API connector's "access_type=offline" - what does it do?

What does the API connector’s access_type=offline do? I understand the technical concept 1, but I am trying to understand what the API Connector’s setting does. Can I use that to build API workflows with it?


Some context:

I am trying to connect to Zoho CRM’s v2 API. I am able to connect to it when I using a front-end application.

Now I’m trying to build API workflows with it. Something to the tune of:

  1. Bubble app receives an external trigger
  2. gets info from Zoho
  3. checks Bubble database
  4. updates Zoho

Is that possible? Can the “super-admin” who runs the APIs use the token I used to first authenticate the API Connector? Or would I have to build something similar to what @pierreantoine built 2, save that token somewhere, and then refresh the token with each workflow run?

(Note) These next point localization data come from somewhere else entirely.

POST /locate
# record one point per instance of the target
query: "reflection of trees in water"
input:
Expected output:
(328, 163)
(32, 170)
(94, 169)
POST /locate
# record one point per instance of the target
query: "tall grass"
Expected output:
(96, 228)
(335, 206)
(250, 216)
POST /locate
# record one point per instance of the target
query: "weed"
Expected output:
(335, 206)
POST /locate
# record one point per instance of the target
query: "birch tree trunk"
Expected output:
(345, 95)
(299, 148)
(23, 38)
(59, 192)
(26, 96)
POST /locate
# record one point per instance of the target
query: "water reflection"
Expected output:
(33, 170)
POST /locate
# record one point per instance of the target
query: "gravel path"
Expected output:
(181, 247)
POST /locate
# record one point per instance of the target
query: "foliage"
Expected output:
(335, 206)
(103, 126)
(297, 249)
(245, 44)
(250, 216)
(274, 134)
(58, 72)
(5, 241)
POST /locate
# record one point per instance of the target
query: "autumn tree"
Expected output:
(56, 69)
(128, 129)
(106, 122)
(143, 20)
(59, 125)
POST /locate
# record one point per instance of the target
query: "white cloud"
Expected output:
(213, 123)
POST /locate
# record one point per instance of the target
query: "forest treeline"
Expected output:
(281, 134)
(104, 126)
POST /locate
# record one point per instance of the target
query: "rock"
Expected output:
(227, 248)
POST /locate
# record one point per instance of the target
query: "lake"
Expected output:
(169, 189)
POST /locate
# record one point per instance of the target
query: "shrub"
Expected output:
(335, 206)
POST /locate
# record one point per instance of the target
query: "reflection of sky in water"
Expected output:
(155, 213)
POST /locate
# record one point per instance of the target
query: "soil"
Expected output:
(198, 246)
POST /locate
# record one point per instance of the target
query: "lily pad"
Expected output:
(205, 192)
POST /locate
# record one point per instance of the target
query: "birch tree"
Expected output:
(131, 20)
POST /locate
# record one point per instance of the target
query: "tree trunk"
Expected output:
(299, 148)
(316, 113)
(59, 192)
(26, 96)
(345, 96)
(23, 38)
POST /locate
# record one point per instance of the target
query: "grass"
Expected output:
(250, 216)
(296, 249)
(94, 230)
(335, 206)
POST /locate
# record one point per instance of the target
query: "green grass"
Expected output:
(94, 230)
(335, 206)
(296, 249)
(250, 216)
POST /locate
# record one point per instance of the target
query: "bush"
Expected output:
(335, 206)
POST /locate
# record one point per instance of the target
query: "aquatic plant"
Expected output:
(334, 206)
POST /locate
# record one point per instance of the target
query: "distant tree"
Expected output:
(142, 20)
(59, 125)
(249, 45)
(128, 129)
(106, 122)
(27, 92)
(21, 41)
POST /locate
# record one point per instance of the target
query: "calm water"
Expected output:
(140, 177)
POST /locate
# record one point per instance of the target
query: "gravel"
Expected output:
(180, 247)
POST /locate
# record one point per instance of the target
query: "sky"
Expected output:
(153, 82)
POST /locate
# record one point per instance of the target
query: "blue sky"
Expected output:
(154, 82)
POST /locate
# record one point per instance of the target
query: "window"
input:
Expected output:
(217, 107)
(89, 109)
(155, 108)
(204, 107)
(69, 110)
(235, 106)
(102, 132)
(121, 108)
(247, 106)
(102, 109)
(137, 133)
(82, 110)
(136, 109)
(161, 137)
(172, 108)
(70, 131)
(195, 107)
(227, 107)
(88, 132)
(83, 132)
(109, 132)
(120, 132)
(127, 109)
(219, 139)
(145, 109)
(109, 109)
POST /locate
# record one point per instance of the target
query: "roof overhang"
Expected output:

1 - Thanks to @DaveA’s reply on this thread: Google Login keep asking for "Have offline access" permission ; which links to this Stackoverflow post (that I hope is correct): https://stackoverflow.com/questions/30637984/what-does-offline-access-in-oauth-mean

2 - OAuth2 User-Agent Flow token extraction

Hi,
Those tokens are saving to a user’s hidden authentication field which can be used only by the user.
To use them, you need to log in as a user and run your API endpoints.
You need to create an API endpoint which will log in a user - in a response you’ll receive an authorization token. That token you need to use as an authentication in the header for the other API endpoints.

1 Like

It works, thanks!

I wonder about the security implications of this method.

Do not forget to configure privacy rules for your fields. It is very important. Also, you can encrypt that values.

Privacy rules in Bubble I’m familiar with.

What do you mean about encrypting? How could I do it?

I’m currently testing with just the username and password hardcoded like this:

The next step will be to create a Thing in the database to store that info.